One such creator, who used to use his fingers in lieu of even a stylus, is 20-year-old Sō Atsumori. He is the creator of the Anata ga Koi to Iu no nara manga, which earned him an honorable mention in Weekly Shonen Jump's Kentaro Yabuki Manga Prize competition in 2016. The magazine's editorial department who chose the award winners had no idea that Atsumori drew the manga on a smartphone. A casual conversation at a business meeting revealed the truth later.

When Atsumori's editor at Weekly Shonen Jump, Yūta Momiyama, found out the manga was drawn on a smartphone, he was surprised. Momiyama got another shock when Atsumori told him he used his fingers to draw the manga. Momiyama said he could fathom someone creating manga on a tablet with a stylus, but he would not have guessed someone would use only fingers and a smartphone.

The first 28-page chapter of Anata ga Koi to Iu no nara debuted on the Shonen Jump Rookie website in August. The youth romantic comedy is set in a school and centers on encounters between boys and girls. The manga's detailed character facial expressions and backgrounds conceal the series' origin on a cell phone.

Atsumori said he doesn't remember reading manga much as a child, but he started to want to draw manga after seeing the Bakuman. anime about amateur manga creators as a junior high school student. Atsumori compared the desire to wanting to play soccer after watching the soccer anime Captain Tsubasa.

He began drawing manga in earnest in high school. Although he began by working with pen and paper, he started working with his phone after a friend in art club told him people were using smartphones. His friends were using the ibisPaint app, and Atsumori recalled, "There were also kids using pens, but a lot of kids were drawing with their fingers."

Drawing on a smartphone was difficult for Atsumori at first, and his mother soon bought him Wacom's Intuos pen tablet. However, his family was occupying the computer, so Atsumori could spend little time using it to work on manga. He drew a couple of pages on the Intuos, but the device soon began to collect dust. Atsumori again resorted to pen and paper and continued drawing manga through high school.

When Atsumori attended prep school after graduating from high school, he returned to drawing manga on his smartphone.
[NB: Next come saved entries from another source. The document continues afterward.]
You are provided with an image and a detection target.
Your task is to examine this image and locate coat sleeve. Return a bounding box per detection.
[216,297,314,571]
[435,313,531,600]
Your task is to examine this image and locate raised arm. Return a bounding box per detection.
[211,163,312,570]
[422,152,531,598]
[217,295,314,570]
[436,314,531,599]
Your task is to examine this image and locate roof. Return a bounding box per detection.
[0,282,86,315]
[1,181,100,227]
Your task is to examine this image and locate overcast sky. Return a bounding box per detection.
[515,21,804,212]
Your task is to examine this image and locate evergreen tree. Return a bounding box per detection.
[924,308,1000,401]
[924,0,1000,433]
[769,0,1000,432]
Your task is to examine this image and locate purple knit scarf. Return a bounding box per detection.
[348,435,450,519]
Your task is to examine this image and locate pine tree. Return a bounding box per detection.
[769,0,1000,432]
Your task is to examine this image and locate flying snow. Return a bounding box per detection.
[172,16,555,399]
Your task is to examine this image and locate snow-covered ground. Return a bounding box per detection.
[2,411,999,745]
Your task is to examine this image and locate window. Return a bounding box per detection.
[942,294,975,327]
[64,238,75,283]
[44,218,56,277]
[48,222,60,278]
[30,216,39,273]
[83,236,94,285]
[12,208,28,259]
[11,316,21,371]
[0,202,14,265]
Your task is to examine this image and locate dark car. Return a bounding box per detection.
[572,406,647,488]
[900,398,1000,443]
He discovered several of the Weekly Shonen Jump manga creators' manga prizes at 19 years old. As a student who disliked studying and failed college entrance exams, Atsumori used his smartphone to draw manga in his room. Although it was initially frustrating, he decided to give the method of manga creation another try. He devoted two months to drawing manga and becoming the first person to submit manga drawn on a smartphone to a major publisher's competition.

Although Atsumori isn't currently drawing manga on a smartphone, his iPhone does have MediBang Paint installed. He can still use the software as part of his manga creation process.
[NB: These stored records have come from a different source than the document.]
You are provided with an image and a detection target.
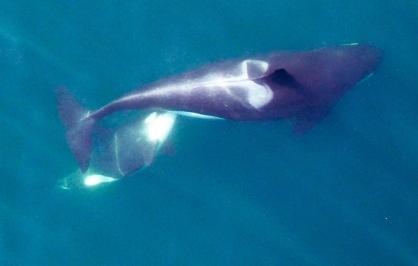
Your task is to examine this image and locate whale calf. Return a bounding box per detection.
[57,44,382,172]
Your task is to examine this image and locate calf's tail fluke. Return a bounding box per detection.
[56,87,95,172]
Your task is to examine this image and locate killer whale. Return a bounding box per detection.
[57,44,382,172]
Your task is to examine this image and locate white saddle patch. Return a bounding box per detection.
[231,80,273,109]
[241,59,269,79]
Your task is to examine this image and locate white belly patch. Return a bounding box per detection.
[171,111,224,120]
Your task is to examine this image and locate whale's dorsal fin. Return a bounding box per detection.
[268,69,303,90]
[257,68,306,95]
[269,69,295,85]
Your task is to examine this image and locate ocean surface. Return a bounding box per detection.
[1,1,417,265]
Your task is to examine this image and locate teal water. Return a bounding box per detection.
[1,1,418,265]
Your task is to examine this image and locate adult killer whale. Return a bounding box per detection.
[57,44,382,172]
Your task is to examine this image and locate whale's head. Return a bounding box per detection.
[320,43,383,90]
[311,44,382,102]
[267,44,383,105]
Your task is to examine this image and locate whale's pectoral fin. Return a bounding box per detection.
[293,105,331,134]
[114,127,157,176]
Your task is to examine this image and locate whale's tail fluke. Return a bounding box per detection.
[56,87,94,172]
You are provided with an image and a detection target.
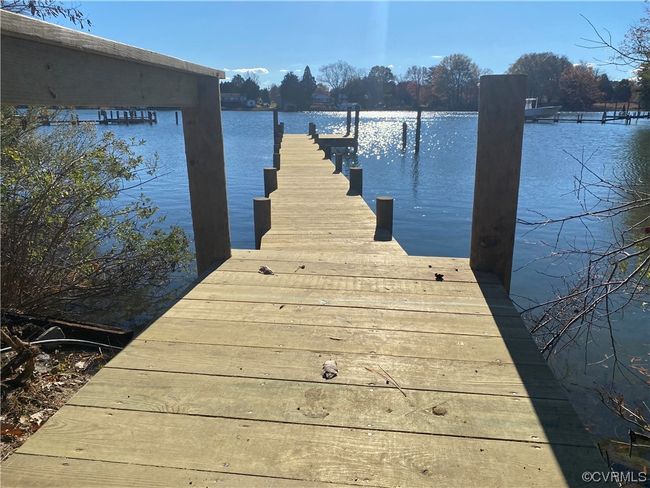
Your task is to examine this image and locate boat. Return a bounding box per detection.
[524,98,561,121]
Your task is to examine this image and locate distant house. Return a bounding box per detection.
[310,92,333,110]
[221,92,246,108]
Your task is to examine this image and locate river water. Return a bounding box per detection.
[85,109,648,443]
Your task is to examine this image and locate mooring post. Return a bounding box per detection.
[308,122,314,137]
[264,167,278,197]
[470,74,526,293]
[181,78,231,274]
[346,109,352,136]
[324,146,332,160]
[335,153,343,173]
[175,111,179,125]
[375,196,394,241]
[273,143,280,154]
[601,111,607,124]
[414,109,422,154]
[353,108,360,140]
[402,122,407,149]
[273,109,279,133]
[273,151,281,170]
[348,167,362,196]
[253,197,271,250]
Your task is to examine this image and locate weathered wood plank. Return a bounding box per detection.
[184,283,521,316]
[108,340,566,399]
[2,454,342,488]
[70,368,594,446]
[161,299,530,338]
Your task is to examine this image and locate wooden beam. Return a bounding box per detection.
[182,78,231,274]
[470,75,526,292]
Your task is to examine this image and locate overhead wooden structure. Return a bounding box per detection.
[0,11,230,273]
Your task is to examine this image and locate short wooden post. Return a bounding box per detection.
[273,109,279,133]
[254,197,271,250]
[601,111,607,124]
[264,167,277,197]
[348,167,362,196]
[273,143,280,154]
[323,146,332,159]
[414,109,422,154]
[110,110,114,119]
[470,74,526,293]
[353,108,360,140]
[175,111,179,125]
[182,78,231,274]
[402,122,407,149]
[273,151,281,170]
[334,153,343,173]
[375,196,393,241]
[346,109,352,136]
[308,122,314,136]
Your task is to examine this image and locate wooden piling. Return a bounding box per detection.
[273,143,280,154]
[264,167,278,197]
[375,196,393,241]
[346,109,352,136]
[414,109,422,154]
[348,167,362,196]
[253,197,271,250]
[324,146,332,160]
[353,108,360,140]
[402,122,407,149]
[273,151,281,170]
[273,109,279,133]
[175,111,179,125]
[181,78,231,274]
[334,153,343,173]
[470,74,526,293]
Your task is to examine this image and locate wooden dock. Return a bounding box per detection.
[3,134,607,487]
[2,13,608,486]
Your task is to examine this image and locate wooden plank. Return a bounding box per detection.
[138,317,546,365]
[182,77,230,273]
[202,270,507,297]
[69,368,594,446]
[161,299,531,338]
[1,36,199,107]
[15,406,606,487]
[470,75,526,292]
[0,11,224,78]
[108,340,566,399]
[217,257,496,283]
[183,283,521,316]
[2,454,343,488]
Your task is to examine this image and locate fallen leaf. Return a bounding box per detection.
[322,360,338,380]
[258,265,274,275]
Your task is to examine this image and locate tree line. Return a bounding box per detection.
[222,53,641,111]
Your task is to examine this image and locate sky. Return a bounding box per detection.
[58,1,646,86]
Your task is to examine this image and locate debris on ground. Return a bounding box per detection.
[432,405,448,416]
[258,265,274,275]
[435,273,445,282]
[294,264,306,272]
[322,360,338,380]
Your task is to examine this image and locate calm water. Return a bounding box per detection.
[85,109,648,442]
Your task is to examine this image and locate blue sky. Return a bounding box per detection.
[63,1,645,86]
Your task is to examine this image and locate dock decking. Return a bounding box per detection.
[2,134,607,487]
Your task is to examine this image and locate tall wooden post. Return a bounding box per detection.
[175,111,179,125]
[334,153,343,173]
[254,197,271,250]
[346,109,352,136]
[264,167,277,197]
[273,109,279,133]
[414,109,422,154]
[470,74,526,293]
[182,77,231,274]
[353,108,360,140]
[402,122,407,149]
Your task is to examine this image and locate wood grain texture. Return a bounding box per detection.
[15,406,606,487]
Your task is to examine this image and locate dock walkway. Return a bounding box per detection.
[3,134,606,487]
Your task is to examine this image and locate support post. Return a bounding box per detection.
[414,109,422,154]
[353,108,360,140]
[264,167,277,197]
[273,151,281,170]
[273,109,279,133]
[348,167,362,196]
[175,111,179,125]
[254,197,271,250]
[470,74,526,293]
[273,143,280,154]
[323,146,332,160]
[374,196,393,241]
[334,153,343,173]
[182,77,231,274]
[402,122,407,149]
[346,109,352,136]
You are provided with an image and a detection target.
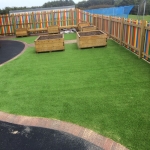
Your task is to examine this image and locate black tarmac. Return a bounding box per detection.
[0,121,103,150]
[0,40,25,64]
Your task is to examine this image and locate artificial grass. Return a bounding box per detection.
[64,33,76,40]
[128,15,150,21]
[10,36,38,44]
[0,40,150,150]
[10,33,76,44]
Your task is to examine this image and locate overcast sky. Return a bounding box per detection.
[0,0,81,9]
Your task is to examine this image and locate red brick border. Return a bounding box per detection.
[0,111,128,150]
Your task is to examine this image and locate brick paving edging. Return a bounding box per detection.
[0,111,128,150]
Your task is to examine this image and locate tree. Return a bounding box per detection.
[115,0,150,15]
[76,0,114,9]
[42,0,75,8]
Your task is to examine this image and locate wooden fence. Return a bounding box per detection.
[0,9,149,62]
[0,9,78,35]
[0,9,93,35]
[79,10,150,62]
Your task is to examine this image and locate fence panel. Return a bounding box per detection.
[122,19,142,55]
[0,9,79,35]
[143,23,150,62]
[0,14,14,35]
[110,17,121,42]
[0,9,150,63]
[102,16,109,34]
[97,15,102,30]
[78,9,93,25]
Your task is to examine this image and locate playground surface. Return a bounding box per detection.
[0,120,102,150]
[0,38,129,150]
[0,40,25,65]
[0,35,150,150]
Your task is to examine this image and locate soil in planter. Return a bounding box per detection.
[79,31,103,36]
[38,35,62,40]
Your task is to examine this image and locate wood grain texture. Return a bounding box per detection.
[16,28,28,37]
[77,30,107,49]
[34,34,64,52]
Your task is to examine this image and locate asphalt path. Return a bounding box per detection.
[0,121,103,150]
[0,40,25,64]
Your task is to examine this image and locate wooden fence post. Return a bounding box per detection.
[76,8,79,25]
[120,18,124,45]
[139,20,146,58]
[101,15,103,31]
[97,15,99,30]
[92,14,94,25]
[71,9,73,26]
[31,12,35,29]
[96,15,98,28]
[108,16,112,38]
[12,14,16,34]
[52,11,54,26]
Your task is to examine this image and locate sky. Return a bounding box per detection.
[0,0,82,9]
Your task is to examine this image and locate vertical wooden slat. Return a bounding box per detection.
[139,20,146,58]
[95,14,98,27]
[31,12,34,29]
[101,15,103,31]
[108,16,112,38]
[51,11,54,26]
[120,18,124,45]
[12,14,16,34]
[76,8,79,24]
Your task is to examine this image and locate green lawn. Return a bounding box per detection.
[0,39,150,150]
[128,15,150,21]
[64,33,76,40]
[10,33,76,44]
[10,36,38,44]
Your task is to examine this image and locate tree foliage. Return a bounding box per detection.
[115,0,150,15]
[0,0,74,15]
[0,0,150,15]
[42,0,75,8]
[76,0,114,9]
[0,6,41,15]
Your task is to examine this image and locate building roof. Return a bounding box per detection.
[9,5,75,14]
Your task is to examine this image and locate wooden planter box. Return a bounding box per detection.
[28,28,47,34]
[77,30,107,49]
[16,28,28,37]
[78,22,90,31]
[81,25,97,31]
[34,34,64,53]
[48,25,59,34]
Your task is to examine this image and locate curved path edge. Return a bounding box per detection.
[0,40,28,67]
[0,39,77,67]
[0,111,128,150]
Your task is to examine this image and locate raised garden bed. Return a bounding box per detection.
[16,28,28,37]
[81,25,97,31]
[34,34,64,53]
[77,30,107,49]
[28,28,47,34]
[78,22,90,31]
[48,25,59,34]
Atsumori is unsure how much time he spends on drawing manga. However, he has sometimes spent about three or four hours in a day to draw one panel. He noted that the most difficult part of drawing on a smartphone is making straight lines. A benefit of drawing on a smartphone is that people can use it continue their work anywhere.

The rookie manga creator has retired as a cell phone manga artist, but he is continuing to draw manga. He now uses a laptop computer, tablet, and CLIP STUDIO PAINT's software. Atsumori said he can work much faster now.
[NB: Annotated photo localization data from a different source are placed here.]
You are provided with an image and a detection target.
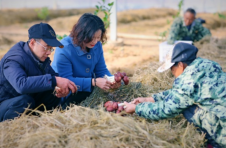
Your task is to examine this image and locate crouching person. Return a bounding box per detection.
[0,23,77,122]
[124,43,226,148]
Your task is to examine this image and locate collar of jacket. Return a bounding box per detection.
[23,41,51,69]
[67,36,94,56]
[73,44,89,56]
[183,19,196,29]
[183,20,196,28]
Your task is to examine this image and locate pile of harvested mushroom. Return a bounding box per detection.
[114,72,129,85]
[104,71,129,85]
[104,101,125,114]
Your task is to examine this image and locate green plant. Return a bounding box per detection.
[214,12,226,28]
[159,30,168,41]
[56,34,67,41]
[173,0,183,18]
[215,12,226,19]
[158,0,184,41]
[94,0,114,29]
[57,1,114,41]
[35,7,49,21]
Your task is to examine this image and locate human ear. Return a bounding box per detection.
[178,62,187,71]
[178,62,184,67]
[29,39,35,45]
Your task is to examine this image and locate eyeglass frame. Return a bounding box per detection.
[35,40,54,52]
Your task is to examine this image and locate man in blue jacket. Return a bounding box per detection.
[0,23,77,122]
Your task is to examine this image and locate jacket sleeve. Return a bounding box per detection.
[3,57,54,94]
[94,43,112,78]
[152,89,171,102]
[135,87,195,120]
[167,18,181,44]
[54,53,92,92]
[48,64,59,77]
[199,25,211,37]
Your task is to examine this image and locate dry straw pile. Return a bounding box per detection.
[1,37,226,148]
[0,106,205,148]
[0,64,206,148]
[195,37,226,71]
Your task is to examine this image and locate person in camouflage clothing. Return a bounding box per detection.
[167,8,211,44]
[124,43,226,148]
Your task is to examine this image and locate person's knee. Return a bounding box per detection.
[0,95,35,122]
[20,95,35,109]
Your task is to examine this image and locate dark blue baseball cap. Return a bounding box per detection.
[158,42,198,72]
[28,22,64,48]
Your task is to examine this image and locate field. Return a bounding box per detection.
[0,7,226,148]
[0,8,225,75]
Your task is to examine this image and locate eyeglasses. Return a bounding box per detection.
[36,40,54,52]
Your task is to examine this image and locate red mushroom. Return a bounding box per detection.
[114,75,121,83]
[104,101,119,112]
[123,76,129,85]
[116,105,124,114]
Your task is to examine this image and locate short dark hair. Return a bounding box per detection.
[173,61,191,67]
[28,38,41,43]
[185,8,196,16]
[70,13,107,49]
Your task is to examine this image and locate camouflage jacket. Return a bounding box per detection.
[136,58,226,147]
[167,17,211,44]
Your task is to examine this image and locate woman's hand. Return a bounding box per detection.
[110,81,121,89]
[131,97,155,105]
[123,102,136,114]
[94,78,112,90]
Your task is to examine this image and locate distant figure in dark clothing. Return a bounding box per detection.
[167,8,211,44]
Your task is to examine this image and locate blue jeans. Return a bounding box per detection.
[0,90,61,122]
[61,91,93,109]
[0,95,35,122]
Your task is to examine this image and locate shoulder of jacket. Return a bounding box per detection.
[174,17,183,23]
[194,20,202,27]
[94,41,103,51]
[3,42,26,59]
Thanks to Shonen Jump, more aspiring manga creators may be submitting work completed on smartphones. The magazine released the Jump Paint manga-drawing app in June. The free PC, tablet, and smartphone paint tool allows for manga creation using different types of pens, tones, and fonts. The app is available in nine languages: Japanese, English, Korean, Mandarin, Cantonese, Russian, Spanish, French and Portuguese. The app is cooperating with Shonen Jump Rookie, a webcomic portal for novice artists that makes it easy to upload work. The magazine is holding its own contest to mark both its 50th anniversary and the launch of the app.